综上所述,$S=\begin{cases}-t^{2}+5t(0 < t < 5)\\t^{2}-5t(5 < t\leqslant8)\end{cases}$.
(3)若以$P$、$Q$、$R$、$M$为顶点的四边形是正方形,则点$P$、$R$、$Q$三点围成的三角形为等腰直角三角形,可分情况讨论:
①如图①,$\because$四边形$PQRM$是正方形,$\therefore PQ = QR$,$\angle PQR = 90^{\circ}$,$\therefore\angle PQA+\angle BQR=\angle BQR+\angle QRB$,$\therefore\angle PQA=\angle QRB$.在$\triangle PAQ$和$\triangle QBR$中,$\begin{cases}\angle PAQ=\angle QBR = 90^{\circ}\\\angle PQA=\angle QRB\\PQ = QR\end{cases}$,$\therefore\triangle PAQ\cong\triangle QBR(AAS)$,$\therefore AQ = BR$,$BQ = AP = t$,$\therefore AB = AQ + BQ = 2t + t = 3t = 6$,$\therefore BQ = AP = t = 2$,$\therefore BR = AQ = 2\times2 = 4$,$\therefore Q(8,4)$,$\therefore OP = OA - AP = 8 - 2 = 6$,$\therefore P(6,0)$,$\therefore CR = BC - BR = 4$,$\therefore R(4,6)$.$\because$四边形$PQRM$是正方形,$\therefore M(4 + 6 - 8,6 + 0 - 4)$,即$M(2,2)$;
②如图②,过点$R$作$RK\perp OA$于点$K$,则四边形$OCRK$、$RKAB$均为矩形,$\therefore RK = AB = 6$,$\angle BRK=\angle RKA = 90^{\circ}$.$\because$四边形$PRQM$是正方形,$\therefore PR = QR$,$\angle PRQ = 90^{\circ}$,$\therefore\angle KRB-\angle PRB=\angle PRQ-\angle PRB$,$\therefore\angle KRP=\angle BRQ$.在$\triangle PKR$和$\triangle QBR$中,$\begin{cases}\angle RKP=\angle RBQ = 90^{\circ}\\\angle KRP=\angle BRQ\\PR = QR\end{cases}$,$\therefore\triangle PKR\cong\triangle QBR(AAS)$,$\therefore RB = RK = 6$,$KP = BQ = AQ - AB = 2t - 6$,$\therefore OK = CR = BC - BR = 8 - 6 = 2$,$\therefore R(2,6)$,$AK = OA - OK = 6 = 2t - 6 + t$,$\therefore AP = t = 4$,$\therefore P(8 - 4,0)$,即$P(4,0)$,$KP = BQ = 2t - 6 = 2$,$\therefore Q(8,6 + 2)$,即$Q(8,8)$.$\because$四边形$PMQR$是正方形,$\therefore M(4 + 8 - 2,8 + 0 - 6)$,即$M(10,2)$;
③如图③,$\because$四边形$PQRM$是正方形,$\therefore PQ = QR$,$\angle PQR = 90^{\circ}$,$\therefore\angle PQA+\angle BQR=\angle BQR+\angle QRB$,$\therefore\angle PQA=\angle QRB$.在$\triangle PAQ$和$\triangle QBR$中,$\begin{cases}\angle PAQ=\angle QBR = 90^{\circ}\\\angle PQA=\angle QRB\\PQ = QR\end{cases}$,$\therefore\triangle PAQ\cong\triangle QBR(AAS)$,$\therefore AQ = BR = 2t$,$BQ = AP = t$.

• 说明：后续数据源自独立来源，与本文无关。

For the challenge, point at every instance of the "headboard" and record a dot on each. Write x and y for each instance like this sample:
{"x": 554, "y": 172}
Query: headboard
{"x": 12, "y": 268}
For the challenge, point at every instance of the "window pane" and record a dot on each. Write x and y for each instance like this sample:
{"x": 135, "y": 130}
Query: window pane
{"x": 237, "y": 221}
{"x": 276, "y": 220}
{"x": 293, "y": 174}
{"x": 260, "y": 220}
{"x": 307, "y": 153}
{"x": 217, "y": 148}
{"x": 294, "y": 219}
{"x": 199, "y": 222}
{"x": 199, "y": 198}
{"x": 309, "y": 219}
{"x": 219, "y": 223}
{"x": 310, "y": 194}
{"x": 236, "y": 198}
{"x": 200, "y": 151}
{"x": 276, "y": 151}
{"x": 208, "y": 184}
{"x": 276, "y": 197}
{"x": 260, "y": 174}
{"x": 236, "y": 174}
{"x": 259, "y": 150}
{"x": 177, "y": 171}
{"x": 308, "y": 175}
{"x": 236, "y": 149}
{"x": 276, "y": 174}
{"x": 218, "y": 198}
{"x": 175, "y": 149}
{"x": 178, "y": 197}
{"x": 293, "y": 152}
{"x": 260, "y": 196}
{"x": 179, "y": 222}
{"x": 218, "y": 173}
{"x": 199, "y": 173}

又$\because AQ = AB + BQ = 6 + t = 2t$,$\therefore AP = t = 6$,$\therefore BR = 2\times6 = 12$,$\therefore Q(8,12)$,$P(8 - 6,0)$,即$P(2,0)$,$\therefore CR = BC + BR = 8 + 12 = 20$,$\therefore R(20,6)$.
$\because$四边形$PMRQ$是正方形,$\therefore M(2 + 20 - 8,6 + 0 - 12)$,即$M(14,-6)$.
综上所述,存在$M(2,2)$或$M(10,2)$或$M(14,-6)$,使以$P$、$Q$、$R$、$M$为顶点的四边形是正方形.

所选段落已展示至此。